Note d’intention de l’auteur (extraits)

Je me souviens encore de chaque vie et chaque visage du passé.

La Première Ligne - 7 personnages, 1 commissariat, 20 ans de vie de flic.

Les flics, les condés, les keufs, les schmitts

A l’origine.

Gardiens de la Paix : Je me souviens encore de chaque vie et chaque visage du passé. Tout au long de cette exploration humaine et territoriale, j’ai découvert – et découvre encore – de véritables épopées portées par des destins particuliers, des personnages charismatiques avec une intensité dramatique et un rapport profond, charnel même, à l’époque dans laquelle nous vivons. J’ai voulu qu’une série s’empare enfin de ce sujet si fort, aller de la parole entendue à la création artistique contemporaine. Le destin de ces gardiens de la paix porte une charge émotionnelle tellement forte que le langage sensoriel de la fiction me semblait le plus approprié pour réaliser cette Première ligne.

Marie, anatomie d’un suicide.

Le suicide des policiers est devenu une tragédie tristement banale. Pour beaucoup c’est une pensée récurrente, un monstre de l’esprit qui les hante tout au long de leur carrière. L’histoire de Marie est le fil conducteur de cette fiction, l’histoire d’un suicide parmi tant d’autres. Pour une fois, une série policière n’enquête pas sur les autres mais sur eux-mêmes.

Il était une fois une femme et son prédateur.

Je fais partie d’une génération où les crimes dont étaient victimes les femmes étaient souvent tus, cachés individuellement ou collectivement. Le silence était la norme. Agressions sexuelles, violence d’un père, d’un frère, d’une communauté, violences au travail, harcèlements, féminicides… Aujourd’hui, la parole se libère enfin et se crie même parfois. Souvent la vérité simple ou complexe, est ailleurs, au-delà des mots. Primo Lévi, au retour des camp, avait dit que les véritables témoins étaient « restés » là-bas. Pour moi, c’est l’histoire de Marie. La vérité est cachée dans la mort de cette femme.

[…]

La Première Ligne - 7 personnages, 1 commissariat, 20 ans de vie de flic. La Première Ligne - 7 personnages, 1 commissariat, 20 ans de vie de flic.

CARAVAN PASS & LE SPECTRE

présentent

LA PREMIÈRE LIGNE

Résumé – Saison 1

 

La Première Ligne - 7 personnages, 1 commissariat, 20 ans de vie de flic.

Décembre 2018. Paris et sa banlieue.
En pleine crise des gilets jaunes, la policière et syndicaliste Marie Bisurski organise sa propre disparition. Elle lance un message radio désespéré à l’adresse de ses collègues et en profite pour évoquer sept policiers avec qui elle a travaillé en 2005 à la brigade de Juvisy :
Manu, Alexandre, Sonia, Isabelle, Daniel, Pascal et Fabrice.

Le même jour, Manu sort blessé des affrontements avec les manifestants sur les Champs-Élysées et part à la recherche de Marie. Leur destin sont entremêlés depuis leur première affectation à la Juv A où ils ont découvert ensemble les réalités d’un métier et d’un territoire parmi les plus pauvres de France. Simultanément la police des polices commence son enquête pour retrouver la policière. Sans états d’âme, l’institution passe au crible la carrière, la psychologie et l’intimité de la disparue. Parallèlement, les sept anciens de la Juv A, dispersés aux quatre coins de France par les aléas de leur métier et de leur vie, répondent un à un à l’appel de Manu, déterminé à retrouver leur collègue et amie. Réunis chez lui, ils renouent avec leur passé, entre rires et larmes.

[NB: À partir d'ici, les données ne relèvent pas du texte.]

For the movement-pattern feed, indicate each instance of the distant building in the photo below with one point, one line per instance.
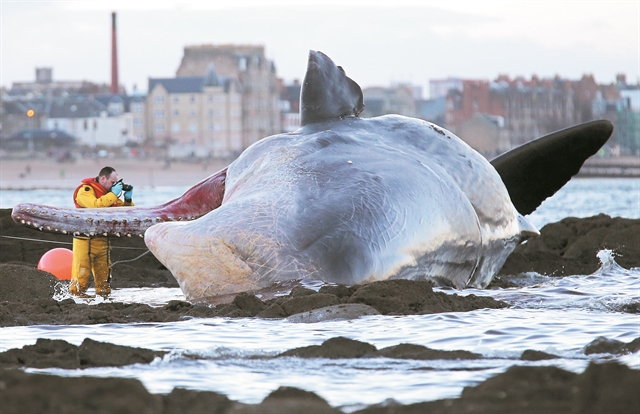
(399, 99)
(531, 108)
(197, 116)
(94, 123)
(290, 105)
(486, 134)
(80, 108)
(627, 110)
(439, 88)
(45, 87)
(257, 75)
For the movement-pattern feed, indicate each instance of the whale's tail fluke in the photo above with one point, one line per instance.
(537, 169)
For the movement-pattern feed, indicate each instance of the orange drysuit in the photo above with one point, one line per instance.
(92, 254)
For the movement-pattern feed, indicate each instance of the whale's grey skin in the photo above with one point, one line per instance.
(327, 92)
(348, 201)
(344, 200)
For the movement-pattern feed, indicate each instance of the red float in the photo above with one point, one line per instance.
(58, 262)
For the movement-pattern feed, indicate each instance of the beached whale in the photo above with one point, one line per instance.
(345, 200)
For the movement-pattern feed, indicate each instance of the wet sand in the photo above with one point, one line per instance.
(50, 174)
(564, 248)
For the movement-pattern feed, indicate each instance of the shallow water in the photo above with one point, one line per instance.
(558, 316)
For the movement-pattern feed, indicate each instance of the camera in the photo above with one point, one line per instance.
(125, 187)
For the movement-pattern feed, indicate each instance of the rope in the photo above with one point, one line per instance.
(130, 260)
(56, 242)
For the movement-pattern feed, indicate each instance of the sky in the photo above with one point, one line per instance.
(378, 43)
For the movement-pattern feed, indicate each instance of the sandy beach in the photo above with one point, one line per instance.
(50, 174)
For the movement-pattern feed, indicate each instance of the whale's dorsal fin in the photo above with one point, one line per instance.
(539, 168)
(327, 93)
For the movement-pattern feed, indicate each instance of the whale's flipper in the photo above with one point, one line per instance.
(327, 93)
(537, 169)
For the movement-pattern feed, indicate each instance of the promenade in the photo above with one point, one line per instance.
(50, 174)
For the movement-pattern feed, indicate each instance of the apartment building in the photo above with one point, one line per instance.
(198, 116)
(256, 74)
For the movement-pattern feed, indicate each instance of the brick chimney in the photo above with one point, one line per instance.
(114, 56)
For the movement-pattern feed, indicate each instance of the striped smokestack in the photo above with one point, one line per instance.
(114, 56)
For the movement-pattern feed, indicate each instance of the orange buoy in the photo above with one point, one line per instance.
(58, 262)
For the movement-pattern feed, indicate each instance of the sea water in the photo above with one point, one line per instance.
(236, 357)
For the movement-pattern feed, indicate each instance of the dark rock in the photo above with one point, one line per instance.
(409, 297)
(46, 353)
(608, 388)
(101, 354)
(290, 400)
(249, 303)
(602, 345)
(182, 401)
(307, 302)
(46, 394)
(533, 355)
(569, 247)
(338, 347)
(273, 311)
(411, 351)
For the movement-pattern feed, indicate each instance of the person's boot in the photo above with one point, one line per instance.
(81, 268)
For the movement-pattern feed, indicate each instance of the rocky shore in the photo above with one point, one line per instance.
(564, 248)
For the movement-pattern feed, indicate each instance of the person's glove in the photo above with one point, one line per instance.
(117, 188)
(128, 195)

Des liens ont perduré entre certains mais de la méfiance aussi. Sonia, démissionnaire de la police, travaille avec Marie dans le cadre d’une association syndicale et côtoie de loin en loin Isabelle. Manu est resté en contact avec Alexandre le survivaliste, qui lui-même voit régulièrement Fabrice, également installé dans le sud-est de la France. Les membres de la bande replongent dans leurs souvenirs de Marie et dans leur vie de flic, pleines de bruits et de fureur. Entre Juvisy, Magnanville et Paris, ressurgissent les terribles nuits d’émeutes de l’automne 2005 et les attentats sanglants de 2015 et 2016.

Le corps de Marie est finalement retrouvé. La jeune femme s’est suicidée. Du côté de l’administration, les hauts fonctionnaires veulent à tout prix éviter que sa mort devienne un nouveau symbole du mal-être policier. La version officielle dessine le portrait d’une femme fragile et en colère. Du côté de la Juv A, on organise les funérailles. La complicité, la défiance mais aussi la solidarité renaissent. Le jour de l’enterrement, contre toute attente, Isabelle dévoile le secret que lui confié Marie avant sa mort.

Mars 2019. Paris et sa province.
Les sept anciens de la Juv A entament une nouvelle année. La mort de Marie Bisurski est classée sans suite mais pour la bande, il est impensable de ne pas la venger. Le secret révélé par Isabelle a dessiné les contours d’un crime enfoui, d’un abus de pouvoir et les affres d’une femme aux prises avec un prédateur, professeur en médecine, médecin-inspecteur et cadre respecté de leur hiérarchie. L’élaboration du châtiment se met en place. Il faut dénoncer publiquement le nom du responsable et, en privée, lui faire passer l’envie de détruire d’autres femmes. Une balade en dehors des sentiers battus s’impose.

(Fin de la saison 1)

– Épisode 1–
Marie, année 0

La Première Ligne - 7 personnages, 1 commissariat, 20 ans de vie de flic.

Résumé de l’épisode :

8 décembre 2018. Un samedi, à l’aube, en France, en pleine crise des gilets jaunes, la policière et
syndicaliste Marie Bisurski fait une annonce sur les ondes police du Val de Marne. Le message
énigmatique de la trentenaire résonne comme les dernières paroles d’une suicidaire. Parmi ses
derniers mots, figure une liste de sept prénoms : Manu, Alexandre, Sonia, Isabelle, Daniel, Pascal,
Fabrice. Comme elle, en 2005, ils ont appartenu à la JUV A, brigade du commissariat de Juvisy.
Sept flics qui connaissent peut-être les raisons de sa disparition et de sa colère.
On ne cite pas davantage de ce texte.